The main role of joint ultrasound in the diagnosis and differential diagnosis of oligoarthritis is to clarify the state of articulations that are difficult to access directly (humeral and hip). The method allows to assess the presence of effusion in the joint cavity, to reveal the pathology of tendons attached to the joint area (tears, tenosynovitis) and deep-seated bags (bursitis).

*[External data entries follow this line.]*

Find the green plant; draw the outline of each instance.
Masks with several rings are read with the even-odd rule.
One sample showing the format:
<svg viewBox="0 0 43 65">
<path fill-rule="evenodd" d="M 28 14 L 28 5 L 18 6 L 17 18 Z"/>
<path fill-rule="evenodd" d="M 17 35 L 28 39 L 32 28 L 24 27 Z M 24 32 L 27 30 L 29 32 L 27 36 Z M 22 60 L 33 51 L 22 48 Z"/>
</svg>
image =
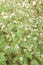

X-ray CT allows us to clarify the state of the mainly bone structures of the joints. This study is especially valuable for the diagnosis of those joint diseases in which primary changes are localized in bone tissue (tuberculosis, septic oligoarthritis due to osteomyelitis), as well as for differential diagnosis of oligoartritis with bone tumors (eg, with osteoid osteoma).

MRI, in contrast to X-ray CT, is the most informative for visualizing the state of soft tissues (cartilage, meniscus, intraarticular ligaments, synovial membrane, tendons, synovial bags). In addition, MRI can detect bone marrow edema. In this regard, it is used for early diagnosis of osteoarthritis, other diseases, the basis of which is the pathology of articular cartilage, ischemic necrosis of the bones, latent leaking bone fractures (stress fractures), sakroileitis, for traumatic pathology of menisci and cruciate ligaments of the knee joint, pathology of the periarticular soft tissues.

Scintigraphy of the skeleton using bisphosphonates labeled with technetium-99m, allows to identify areas of bone tissue in which metabolism is enhanced (increased accumulation of radionuclide). In addition, this radiopharmaceutical is accumulated in those tissues of the joint, where the blood flow is increased (for example, in the synovial membrane with arthritis). This method, due to very high sensitivity and low specificity, is used mainly to obtain preliminary information about the localization of the pathological process. The nature of the revealed changes usually requires further refinement with the help of tomographic methods of investigation.